Sheesh, sorry thats kind of long and the indentation got screwed up. Tried to be as concise  as I possibly could, even had to omit a bunch of info. Hopefully it will hold someones interest long enough to read it.


----------



## Uriah (Mar 30, 2007)

Good essay, I'm not certain how much of a stickler your prof is (is this HS or College?), but you should probably list the author of that quote you start it off with.

Also, at the end you could bring out the good old "don't let the government have a monopoly on coercive force" argument in defense of the 2nd amendment. it's fairly well used, but it works and is solid. 

You do a fairly good job of skewering the credibility of statistics, and I think that is the main point of your essay, but I also think it would be even better if you included an example of an instance when blind obedience to statistics actually produced a negative result, it doesn't have to have anything to do with guns or crime, it just shows that sticking to the "facts" blinds one to other options and possibilities.

All in all, great start!


----------



## Crepuscular (Mar 30, 2007)

Interesting.  I'm for the right to own a gun and for a woman's right to abort, so I don't disagree with you much.

I'd remove the Switzerland/Nazi statement.  The notion that Hitler and his generals feared the armed Swiss citizen and therefore did not invade Switzerland is not true.  It may have been a very small factor, but Hitler dove into a multiple-front war with great vigor, against far more powerful nations than Switzerland.     

Switzerland simply sold its soul to save its ass.  They profited off the deaths of millions, hiding stolen loot and gold for the Nazis.  That is the overriding reason why the Nazis allowed Switzerland to continue to exist.  Who attacks their own secret pal?

IMO the Swiss reference hurts the essay, and open a can of worms.  The other statistics/references are good though.


----------



## Uriah (Mar 30, 2007)

Yeah, Creps got a good point there.


----------



## americanwriter (Mar 30, 2007)

I think you're trying to handle too many big issues in this, so my primary recommendation would be to narrow and focus your topic and its supporting evidence.   

Second, the opening line: 





> There are three types of lies in this world. Lies, damn lies, and statistics.

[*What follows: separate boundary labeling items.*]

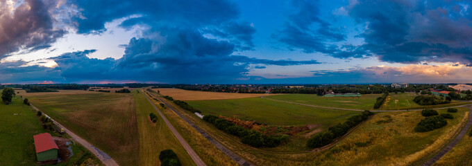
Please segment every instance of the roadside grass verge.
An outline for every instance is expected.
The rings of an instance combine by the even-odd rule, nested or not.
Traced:
[[[109,154],[119,165],[137,165],[139,133],[133,95],[84,91],[23,95],[40,110]]]

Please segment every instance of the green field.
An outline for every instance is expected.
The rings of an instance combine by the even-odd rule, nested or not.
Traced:
[[[323,97],[314,94],[288,94],[264,98],[309,105],[333,108],[371,110],[382,94],[367,94],[362,97]]]
[[[17,113],[17,116],[15,116]],[[33,109],[23,104],[19,96],[6,105],[0,103],[0,161],[1,165],[42,165],[36,164],[33,136],[47,132]],[[52,133],[53,136],[56,134]],[[71,165],[81,158],[85,148],[71,144],[74,155],[67,162],[56,165]],[[93,155],[92,156],[93,156]],[[94,158],[94,163],[99,162]]]
[[[76,91],[79,94],[44,93],[28,99],[119,164],[137,165],[139,133],[133,94]]]
[[[260,98],[187,102],[201,110],[203,115],[235,117],[270,125],[330,126],[360,113],[359,111],[314,108]]]
[[[158,158],[159,153],[167,149],[176,152],[183,165],[195,165],[187,151],[146,97],[141,93],[136,92],[133,91],[133,94],[135,98],[140,133],[139,165],[160,165]],[[153,123],[149,119],[149,113],[151,112],[158,117],[156,123]]]

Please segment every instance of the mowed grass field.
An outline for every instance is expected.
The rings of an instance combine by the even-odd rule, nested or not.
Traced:
[[[264,98],[278,100],[333,108],[371,110],[382,94],[367,94],[362,97],[323,97],[316,94],[285,94]]]
[[[169,95],[171,96],[174,100],[180,100],[238,99],[273,95],[273,94],[265,93],[236,93],[187,91],[180,89],[153,89],[153,90],[156,92],[159,91],[160,94],[162,95]]]
[[[133,94],[78,90],[22,94],[119,165],[138,165],[140,135]]]
[[[187,102],[201,110],[203,115],[234,117],[270,125],[330,126],[344,122],[349,116],[360,113],[301,106],[260,98]]]
[[[41,126],[35,111],[17,95],[9,105],[0,103],[0,165],[42,165],[36,163],[33,136],[47,131]],[[74,165],[81,159],[84,148],[70,145],[74,155],[67,162],[56,165]],[[101,165],[98,159],[94,160]]]
[[[437,110],[440,113],[446,109]],[[380,113],[315,158],[317,165],[419,165],[446,145],[466,122],[469,109],[459,108],[441,129],[416,133],[421,111]],[[348,157],[347,157],[348,156]]]
[[[137,165],[160,165],[159,153],[172,149],[182,165],[195,165],[187,151],[178,142],[158,112],[146,97],[137,91],[132,91],[135,98],[137,124],[140,133],[140,159]],[[158,122],[153,123],[149,113],[158,116]]]

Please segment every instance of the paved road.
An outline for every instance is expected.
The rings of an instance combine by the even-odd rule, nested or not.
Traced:
[[[199,165],[199,166],[206,165],[205,164],[205,163],[203,163],[203,161],[201,160],[201,159],[200,159],[200,157],[199,157],[199,156],[196,155],[196,154],[195,153],[194,149],[192,149],[190,145],[189,145],[189,144],[187,143],[187,141],[185,141],[185,140],[184,140],[183,138],[182,138],[180,134],[178,133],[178,132],[177,132],[177,130],[176,130],[176,128],[174,128],[174,126],[172,126],[172,124],[171,124],[169,122],[169,120],[167,120],[167,118],[165,118],[164,114],[162,114],[162,113],[160,112],[160,110],[159,110],[159,109],[158,109],[158,107],[155,107],[155,104],[154,104],[154,103],[151,100],[151,99],[149,99],[149,98],[146,95],[143,93],[142,91],[140,91],[140,92],[141,92],[141,93],[142,93],[142,95],[146,96],[146,98],[148,100],[148,101],[149,101],[149,102],[151,102],[151,104],[153,105],[154,109],[156,111],[158,111],[158,113],[159,113],[159,115],[160,116],[160,117],[162,118],[162,120],[164,120],[164,122],[165,122],[165,124],[167,124],[167,127],[169,127],[169,128],[171,129],[171,131],[172,131],[174,135],[176,136],[176,138],[177,138],[177,140],[178,140],[178,142],[180,142],[180,144],[182,145],[182,146],[183,146],[183,148],[185,149],[185,150],[187,151],[187,153],[188,153],[189,155],[190,155],[190,157],[192,158],[192,160],[194,160],[194,162],[195,163],[195,164],[196,164],[196,165]]]
[[[460,140],[464,137],[467,133],[467,131],[469,130],[469,128],[471,127],[471,124],[472,124],[472,107],[469,107],[469,120],[467,121],[467,123],[466,125],[462,129],[462,131],[459,133],[459,135],[456,136],[453,141],[449,142],[449,144],[442,149],[439,151],[439,153],[433,156],[432,158],[430,158],[428,161],[426,161],[424,164],[422,165],[422,166],[430,166],[432,165],[433,164],[436,163],[437,160],[439,160],[443,156],[444,156],[446,154],[447,154],[450,149],[452,149],[458,142],[460,141]]]
[[[157,99],[158,99],[161,102],[162,102],[164,103],[164,104],[165,104],[168,108],[171,109],[174,112],[177,113],[177,115],[178,115],[178,116],[180,116],[182,119],[185,120],[185,122],[187,122],[187,123],[188,123],[192,127],[194,127],[194,129],[195,129],[197,131],[199,131],[199,133],[200,133],[203,137],[205,137],[205,138],[206,138],[208,141],[210,141],[210,142],[213,144],[213,145],[214,145],[215,147],[217,147],[217,148],[218,148],[221,151],[223,151],[223,153],[226,154],[226,156],[228,156],[228,157],[230,157],[230,158],[232,158],[233,160],[236,161],[238,164],[243,165],[243,166],[251,166],[252,165],[251,163],[249,163],[248,162],[247,162],[246,160],[245,160],[242,158],[237,156],[237,154],[233,153],[233,151],[231,151],[231,150],[228,149],[225,146],[224,146],[223,145],[219,143],[219,142],[218,142],[217,140],[215,140],[212,136],[208,135],[208,133],[203,131],[203,130],[200,129],[199,127],[197,127],[195,124],[192,122],[190,120],[185,118],[185,117],[182,116],[182,114],[180,114],[180,113],[176,111],[175,109],[174,109],[174,108],[171,106],[169,105],[167,102],[164,101],[163,100],[161,100],[160,98],[158,98],[157,96],[155,96],[153,94],[151,94],[151,95],[154,96],[154,98],[156,98]]]
[[[287,101],[271,99],[271,98],[264,98],[264,96],[261,96],[260,98],[263,98],[263,99],[273,100],[273,101],[276,101],[276,102],[285,102],[285,103],[289,103],[289,104],[302,105],[302,106],[307,106],[307,107],[317,107],[317,108],[339,109],[339,110],[346,110],[346,111],[364,111],[364,110],[361,110],[361,109],[342,109],[342,108],[335,108],[335,107],[322,107],[322,106],[316,106],[316,105],[300,104],[300,103],[296,103],[296,102],[287,102]],[[471,104],[464,104],[464,105],[448,107],[444,107],[444,108],[436,108],[435,109],[457,108],[457,107],[464,107],[464,106],[471,105]],[[422,111],[422,110],[423,110],[422,109],[420,109],[369,110],[369,111],[371,111],[371,112],[396,112],[396,111]]]
[[[33,106],[33,104],[31,104],[31,107],[33,109],[34,109],[35,110],[36,110],[37,111],[40,111],[40,109],[36,108],[36,107]],[[46,115],[46,113],[44,113],[44,112],[42,113],[47,116],[47,115]],[[48,117],[49,117],[49,116],[48,116]],[[51,118],[51,117],[49,117],[49,118]],[[90,151],[90,152],[92,152],[92,154],[95,155],[95,156],[96,156],[96,158],[98,158],[99,160],[100,160],[100,161],[101,161],[101,163],[103,163],[105,165],[107,165],[107,166],[117,166],[118,165],[118,163],[116,161],[115,161],[115,160],[113,160],[113,158],[110,157],[110,156],[108,156],[107,154],[106,154],[103,151],[101,151],[98,148],[92,146],[92,144],[87,142],[87,140],[79,137],[78,136],[77,136],[76,134],[75,134],[74,133],[73,133],[72,131],[69,130],[67,128],[66,128],[64,126],[62,126],[62,124],[60,124],[59,122],[56,122],[56,120],[53,120],[52,118],[51,118],[51,120],[58,127],[64,129],[64,131],[65,131],[65,132],[67,134],[69,134],[69,136],[70,136],[71,138],[72,138],[72,139],[75,140],[77,142],[80,143],[81,145],[82,145],[82,146],[85,147],[85,148],[87,148],[87,149]]]

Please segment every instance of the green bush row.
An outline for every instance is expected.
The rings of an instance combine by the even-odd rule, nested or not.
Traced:
[[[181,100],[174,100],[174,103],[175,103],[176,104],[180,106],[180,107],[182,107],[183,109],[185,109],[185,110],[187,110],[187,111],[191,111],[191,112],[192,112],[192,113],[196,113],[196,112],[201,113],[201,111],[200,111],[200,110],[198,110],[198,109],[194,108],[193,107],[189,105],[189,104],[187,104],[187,102],[184,102],[184,101],[181,101]]]
[[[387,96],[389,95],[388,92],[385,92],[382,96],[377,98],[377,100],[376,101],[376,104],[373,104],[373,109],[378,109],[380,108],[383,102],[385,101],[387,99]]]
[[[353,116],[343,123],[338,123],[330,127],[328,131],[314,134],[307,142],[307,146],[310,148],[322,147],[331,143],[335,138],[347,133],[349,129],[357,125],[359,123],[373,115],[369,111],[364,111],[360,115]]]
[[[159,160],[161,166],[180,166],[180,161],[177,158],[177,154],[171,149],[165,149],[159,154]]]
[[[155,122],[158,121],[158,116],[155,116],[153,113],[149,113],[149,118],[151,118],[151,120],[153,121],[153,122]]]
[[[213,124],[219,129],[241,138],[241,142],[255,147],[274,147],[289,139],[289,136],[283,134],[267,136],[253,129],[235,125],[224,118],[212,115],[203,116],[203,120]]]

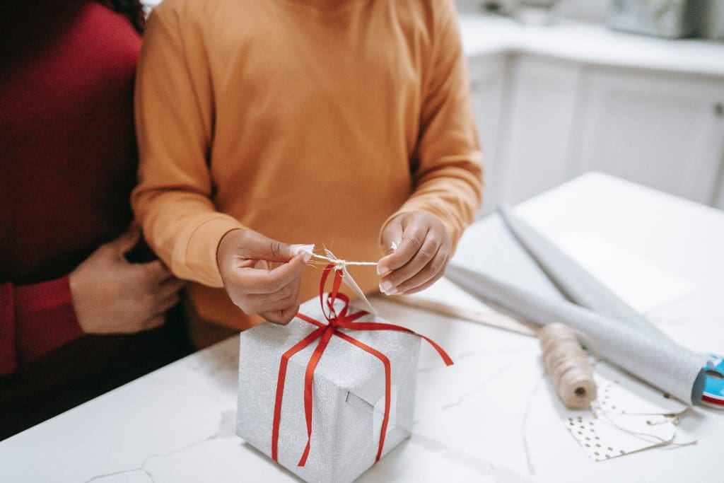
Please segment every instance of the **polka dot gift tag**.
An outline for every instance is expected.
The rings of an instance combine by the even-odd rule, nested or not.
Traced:
[[[564,424],[595,461],[649,448],[679,445],[677,426],[686,406],[599,363],[594,374],[598,396],[589,411],[564,408]]]

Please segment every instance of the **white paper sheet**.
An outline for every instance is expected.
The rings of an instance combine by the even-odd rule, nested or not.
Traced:
[[[590,232],[568,232],[552,241],[640,314],[681,299],[696,288]]]

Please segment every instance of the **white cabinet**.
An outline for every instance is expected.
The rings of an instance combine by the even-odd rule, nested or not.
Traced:
[[[571,175],[596,170],[713,204],[724,160],[724,83],[592,68],[581,85]],[[568,126],[565,127],[568,129]]]
[[[497,54],[473,57],[469,61],[473,109],[483,147],[486,181],[480,214],[494,209],[500,197],[499,184],[490,180],[499,176],[497,146],[500,118],[504,115],[506,60],[506,56]]]
[[[511,58],[498,156],[501,200],[518,203],[568,178],[581,67],[534,55]]]
[[[481,214],[600,171],[724,209],[724,77],[525,52],[471,57]]]

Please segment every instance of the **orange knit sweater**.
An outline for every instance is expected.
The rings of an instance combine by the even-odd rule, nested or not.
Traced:
[[[135,108],[138,219],[198,316],[230,327],[255,323],[222,288],[230,230],[376,261],[392,215],[429,211],[455,243],[480,203],[452,0],[165,0]],[[376,288],[374,267],[352,274]],[[319,278],[305,271],[302,301]]]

 sounds like a quote from something else.  It's familiar.  If so, then proper attribution needs to be given. 


Third, you're writing passively.  Know what you think.  Make your statement.  Support it.  Be prepared to defend it.  Tight, well constructed sentences with more nouns than pronouns will help add an edge and keep your reader's attention (an hopefully their blood pressure) at an elevated level.  Get them thinking about what they believe and why.  Your sentences have a lot of excess verbage.  Take it one sentence at a time and trim.


----------



## valeca (Mar 30, 2007)

> It's completely unpolished as I haven't even read it through once myself.



Never, _ever_, post something you want read with this preceding it.

Bad, bad, Octavian!


----------



## Octavian (Mar 30, 2007)

Hey guys thanks a tong for the feedback you all provided some great insights. Yeah I wasn't sure if I should give credit for "lies, damn lies, and statistics" Forgot who coined it but mark twain made it popular. In the end I decided that it was cleched enough that I wouldn't need to give a citation. But I guess I was wrong. 

And yeah I wouldn't normally Valeca but I got some really tight deadlines and I was looking for feedback ASAP. End of the semester rush you know? :x


----------



## americanwriter (Apr 2, 2007)

*Get er done Octavian!*

Hope to get to see the finished piece.  Perhaps you could post it in Debate so we could have a lively discussion over the issue later?  I think what we all need from time to time is a lively debate over a profound issue that will affect our lives.  Here's trusting you get a great professorial review on your paper and as few little red pencil marks as possible.


----------